Prior to 1.3, there were numerous challenges in the code base, such as the fact that the Perl code generated both database queries and web pages by using a combination of string-concatenation and string-printing page snippets to compose the resulting HTML. While this functioned reasonably well, it made the interface very difficult to modify, and interoperability with projects written in other languages particularly difficult. Additionally, most state was kept in global variables which were modified all over the place, leading to unexpected results on nearly every code-modification.

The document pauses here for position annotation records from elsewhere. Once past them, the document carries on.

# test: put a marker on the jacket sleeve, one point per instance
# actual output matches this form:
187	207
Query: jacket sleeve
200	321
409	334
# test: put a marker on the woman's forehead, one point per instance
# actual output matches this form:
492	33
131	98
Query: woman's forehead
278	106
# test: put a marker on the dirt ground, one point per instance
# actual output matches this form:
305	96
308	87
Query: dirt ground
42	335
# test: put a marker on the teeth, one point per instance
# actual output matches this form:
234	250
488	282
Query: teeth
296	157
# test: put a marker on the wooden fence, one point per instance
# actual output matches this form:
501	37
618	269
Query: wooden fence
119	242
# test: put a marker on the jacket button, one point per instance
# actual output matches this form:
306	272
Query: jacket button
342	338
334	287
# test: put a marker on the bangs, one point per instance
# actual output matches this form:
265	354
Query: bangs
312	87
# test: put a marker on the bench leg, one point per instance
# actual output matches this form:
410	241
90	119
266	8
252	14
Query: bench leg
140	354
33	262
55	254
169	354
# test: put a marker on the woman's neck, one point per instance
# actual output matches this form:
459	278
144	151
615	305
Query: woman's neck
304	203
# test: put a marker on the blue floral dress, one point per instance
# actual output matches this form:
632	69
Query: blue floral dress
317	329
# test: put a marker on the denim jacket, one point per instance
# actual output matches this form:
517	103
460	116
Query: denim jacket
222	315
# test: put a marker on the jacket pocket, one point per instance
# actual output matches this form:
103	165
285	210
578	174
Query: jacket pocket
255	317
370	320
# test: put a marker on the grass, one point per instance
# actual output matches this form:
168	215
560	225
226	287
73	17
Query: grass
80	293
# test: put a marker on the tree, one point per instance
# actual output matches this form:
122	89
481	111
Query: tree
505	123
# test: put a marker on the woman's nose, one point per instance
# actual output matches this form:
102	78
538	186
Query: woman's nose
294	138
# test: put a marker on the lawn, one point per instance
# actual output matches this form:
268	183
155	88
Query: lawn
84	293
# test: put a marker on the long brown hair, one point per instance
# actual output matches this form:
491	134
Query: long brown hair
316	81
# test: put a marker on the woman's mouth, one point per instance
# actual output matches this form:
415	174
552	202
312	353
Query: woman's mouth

Faced with these challenges, the LedgerSMB team developed a new architecture which addresses these issues by adding support for templates in the user interface, and moving all database calls into stored procedures. Although closely resembling model-view-controller (MVC) in structure, it is not broken down in precisely the same way as other MVC implementations.[3]

The overall design considerations included a desire to ensure that multiple programming languages could be used cross-platform to access LedgerSMB logic and that security would be consistently enforced across these applications. Thus the LedgerSMB team envisioned a "one database, many applications" environment typical of PostgreSQL. The overall approach heavily leverages PostgreSQL roles (application users are database users, and are assigned roles). Access to the database logic for new code (added in 1.3 or later) goes through stored procedures which act like named queries. Permissions are sometimes granted on underlying relations or on the stored procedures. The stored procedures have semantic argument names, allowing for automatic mapping in of object properties. These are then exposed to the Perl code through fairly light-weight wrappers. User interface code wrapped around Template Toolkit, which is also used for generating PDF's via LaTeX, CSV files, Excel, Open Document etc. Workflow is handled through relatively light-weight Perl scripting.


The project began as a fork of SQL-Ledger when Chris Travers, dissatisfied with the handling of security bugs in SQL-Ledger, partnered with Christopher Murtagh to produce a fix for CVE-2006-4244.[4] This bug was apparently reported to the SQL-Ledger author, Dieter Simader, several months prior[5] to the Chris' working on a patch. The initial release of LedgerSMB, along with full disclosure of the bug on the main mailing list,[6] strained relations between SQL-Ledger supporters and the members of the nascent LedgerSMB project.

The forking of LedgerSMB is considered by some[7] to be part of the reason for the anti-forking clause[8] in the short-lived SQL-Ledger Open Source License, which was used for SQL-Ledger 2.8.0.